Interestingly, it only seems to be tendencies like Attack the System and National-Anarchist Movement that have any interest in going this route today.

Recently, this meme was posted on an N-A page:

And these were some of the comments in response by leading N-As:

“This chart would be an overview of interaction between various N-AM communities, which serves as an umbrella for, sometimes mutually exclusive, ways of life.”

“I agree, but I doubt whether some of these variations would be quite as tolerant as we are. Agreeing to disagree is one thing, but true Anarchism should never venture into the realms of coercion. In other words, the squares to avoid should never become squares upon which to impose your own views.”

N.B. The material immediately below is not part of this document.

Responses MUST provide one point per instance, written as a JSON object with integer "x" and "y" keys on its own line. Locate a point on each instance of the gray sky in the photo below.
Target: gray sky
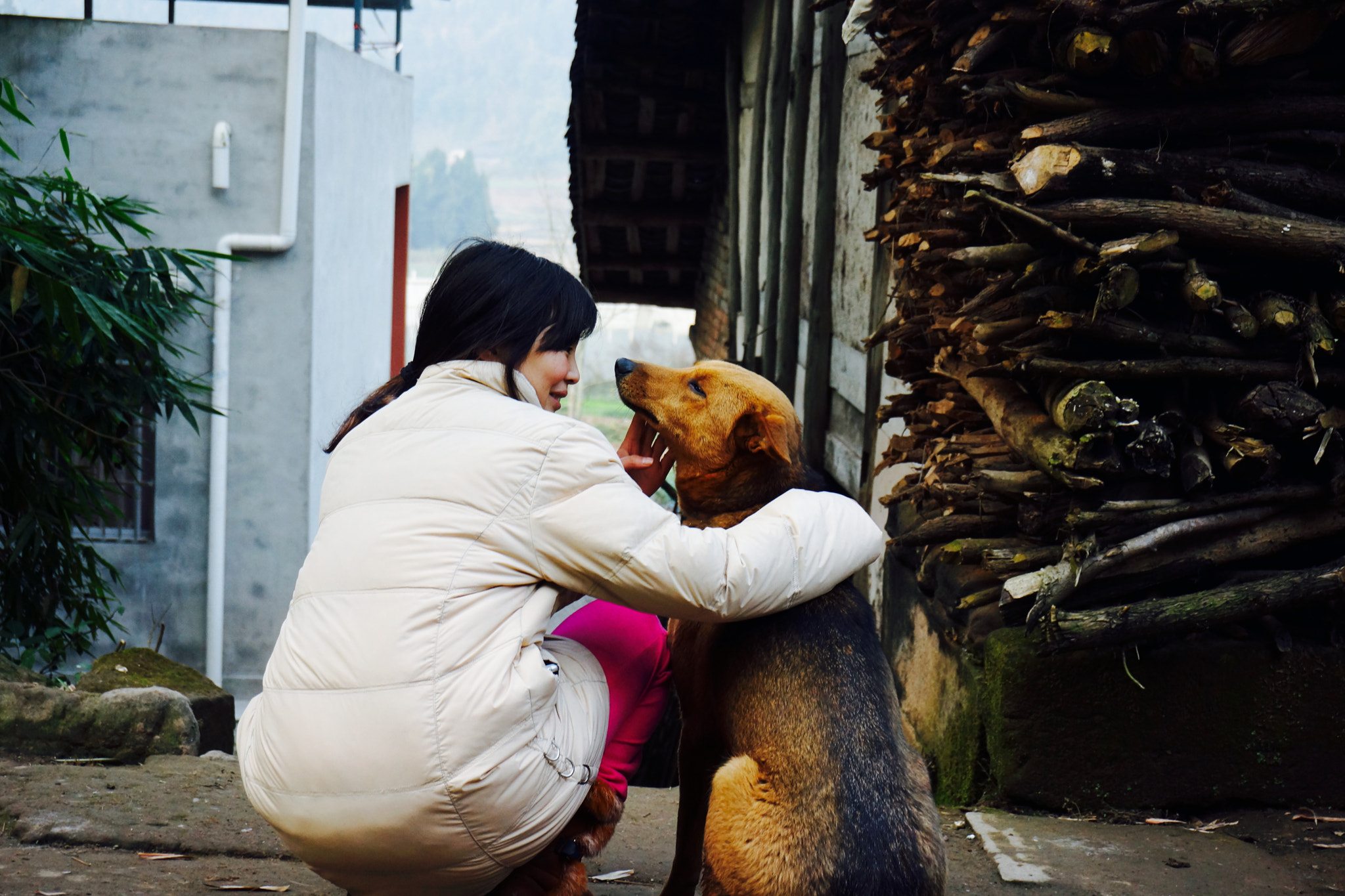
{"x": 491, "y": 77}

“The chart is also very atheistic/materialistic in that it leaves out a vast multitude of Anarchist variations centred on spirituality. Think of all the Christian, Islamic, Jewish and Occult groups, for example. And there is always room for thematic Anarchists, too, who may base their communities on sexual (beyond homosexuality), musical, dietary, historical, fictional or cinematic themes. The list is endless and the N-AM is the only movement on the planet that caters for such diversity.”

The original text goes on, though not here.